Let $f(x)=\sum_{n=1}^{\infty} \frac{(\cos nx)^{n^2}}{(e^x+x)^n}$
Does f(x) uniformly converge in $(0, \infty)$ ?
I used the Weierstrass M-test to prove that $f(x)$ uniformly converges in $[a,\infty)$ for each $a>0$.
Is there any particular argument which I need to note when saying that $(0,\infty)$ is the same range as $[a,\infty)$ ?
Thanks!
The following is a well-known result:
Suppose that a sequence of functions $(f_n): D \subset \Bbb R \to \Bbb R$ is uniformly convergent on $D$ to a function $f$. Let $a$ be a cluster point of $D$. If for each $n \in \Bbb N$, $\lim_{x \to a} f_n(x)$ exists and equals $b_n$, then:
$(b_n)$ is convergent.
$\lim_{x \to a} f(x)$ exists and equals $\lim_{n \to \infty} b_n$.
Take $(f_n)$ to be the sequence of partial sums of your series and consider $a = 0$. We have for all $n$, $b_n = n$, hence $(b_n)$ does not converge and the convergence is not uniform on $(0,\infty)$.
I am unsure if it is appropriate to post this as an answer, since a similar question was given a similar answer in the post Prove or disprove: $\sum_{n=0}^\infty e^{-|x-n|}$ converges uniformly in $(-\infty,\infty)$.
As remarked there, if the series converged uniformly on $(0, \infty)$, then the functions $g_n(x) = \cos(n x)^{n^2} / (e^x+x)^n$ would converge uniformly to $0$ on $(0, \infty)$.

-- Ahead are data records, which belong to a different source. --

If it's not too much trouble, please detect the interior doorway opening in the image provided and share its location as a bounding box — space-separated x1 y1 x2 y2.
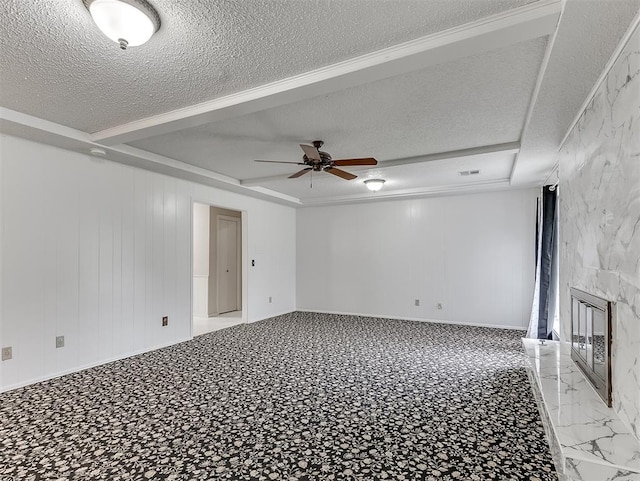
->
192 202 245 336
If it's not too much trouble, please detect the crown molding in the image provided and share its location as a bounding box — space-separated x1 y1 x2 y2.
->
91 0 563 146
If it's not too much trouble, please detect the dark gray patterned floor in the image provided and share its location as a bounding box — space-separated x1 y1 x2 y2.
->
0 313 557 481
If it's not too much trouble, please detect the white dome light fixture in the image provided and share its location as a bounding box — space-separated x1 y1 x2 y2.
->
83 0 160 50
364 179 385 192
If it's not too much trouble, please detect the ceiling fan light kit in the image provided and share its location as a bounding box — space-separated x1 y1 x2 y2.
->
83 0 160 50
364 179 385 192
256 140 378 180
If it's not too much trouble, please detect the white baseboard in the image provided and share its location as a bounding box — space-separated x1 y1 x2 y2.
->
247 309 300 324
296 309 527 331
0 337 192 392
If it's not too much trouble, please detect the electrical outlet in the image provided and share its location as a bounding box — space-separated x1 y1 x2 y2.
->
2 346 13 361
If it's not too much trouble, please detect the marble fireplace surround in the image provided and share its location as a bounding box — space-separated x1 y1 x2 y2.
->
522 339 640 481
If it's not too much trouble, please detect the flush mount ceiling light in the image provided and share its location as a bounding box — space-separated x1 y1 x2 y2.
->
83 0 160 50
364 179 384 192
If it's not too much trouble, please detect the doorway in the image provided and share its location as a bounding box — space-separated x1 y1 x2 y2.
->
192 202 244 336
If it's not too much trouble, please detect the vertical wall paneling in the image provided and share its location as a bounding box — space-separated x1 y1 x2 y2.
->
0 135 295 389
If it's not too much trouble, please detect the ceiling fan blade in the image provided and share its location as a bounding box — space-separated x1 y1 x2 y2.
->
288 167 312 179
300 144 322 161
324 167 358 180
333 157 378 165
254 160 305 165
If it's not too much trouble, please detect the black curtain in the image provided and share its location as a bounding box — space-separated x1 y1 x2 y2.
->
537 185 558 339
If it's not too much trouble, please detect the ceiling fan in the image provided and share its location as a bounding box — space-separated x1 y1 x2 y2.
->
256 140 378 180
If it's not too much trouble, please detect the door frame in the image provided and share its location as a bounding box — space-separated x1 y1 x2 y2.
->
189 195 249 338
216 215 242 315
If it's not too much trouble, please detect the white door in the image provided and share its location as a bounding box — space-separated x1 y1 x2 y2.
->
217 217 240 314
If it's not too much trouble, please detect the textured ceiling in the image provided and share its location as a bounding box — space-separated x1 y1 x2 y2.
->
132 38 546 182
513 0 640 183
255 150 514 204
0 0 530 132
0 0 640 205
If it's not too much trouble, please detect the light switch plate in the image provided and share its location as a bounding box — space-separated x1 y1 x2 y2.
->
2 346 13 361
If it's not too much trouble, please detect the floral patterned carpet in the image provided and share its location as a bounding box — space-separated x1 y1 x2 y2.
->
0 312 557 481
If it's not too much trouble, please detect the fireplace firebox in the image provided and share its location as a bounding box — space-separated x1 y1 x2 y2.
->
571 287 613 407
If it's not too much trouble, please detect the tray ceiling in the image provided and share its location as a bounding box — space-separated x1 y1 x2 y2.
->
0 0 640 205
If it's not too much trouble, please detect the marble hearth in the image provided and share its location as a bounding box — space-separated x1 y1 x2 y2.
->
522 339 640 481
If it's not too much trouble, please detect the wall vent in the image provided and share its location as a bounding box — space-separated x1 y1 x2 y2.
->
458 169 480 176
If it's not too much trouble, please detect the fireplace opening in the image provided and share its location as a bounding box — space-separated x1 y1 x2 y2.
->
571 287 613 407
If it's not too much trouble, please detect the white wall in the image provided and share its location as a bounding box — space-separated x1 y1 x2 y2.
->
0 136 296 389
192 202 210 317
297 189 538 328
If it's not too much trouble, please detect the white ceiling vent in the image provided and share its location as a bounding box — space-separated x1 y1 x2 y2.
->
458 169 480 175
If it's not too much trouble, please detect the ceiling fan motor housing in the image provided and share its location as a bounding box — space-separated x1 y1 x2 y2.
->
302 150 332 171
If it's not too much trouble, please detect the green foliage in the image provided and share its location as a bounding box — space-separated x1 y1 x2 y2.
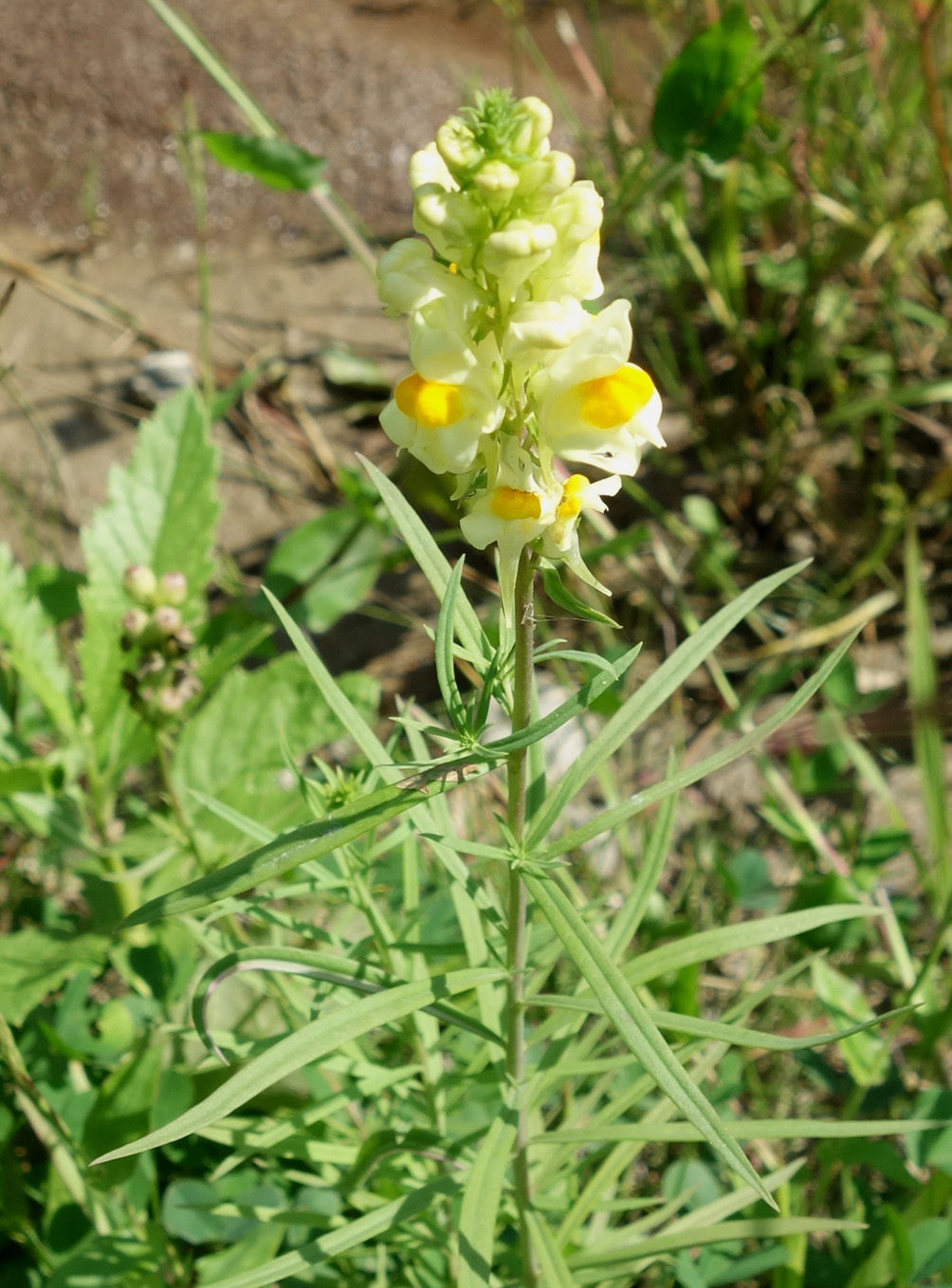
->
0 0 952 1288
651 4 764 161
172 655 377 842
79 389 218 767
201 130 324 192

However, while the functions $g_n$ do converge to $0$ pointwise, the convergence is not uniform. Indeed, for each fixed $n \geq 1$, we have $\lim_{x \to 0^+} g_n(x) = g_n(0) = 1$ since $g_n$ is continuous on $[0, \infty)$. In particular, this implies that $\sup_{x\in (0,\infty)} |g_n(x) |\geq 1$. This in turn implies $$ \lim_{n \to \infty} \;\sup_{x \in (0, \infty)} |g_n(x)| \geq 1 $$ So the $g_n$ do not converge uniformly to $0$ on $(0, \infty)$, since in this case we would have $\lim_{n\to \infty} \sup_{x \in (0 , \infty)} |g_n(x)| =0$.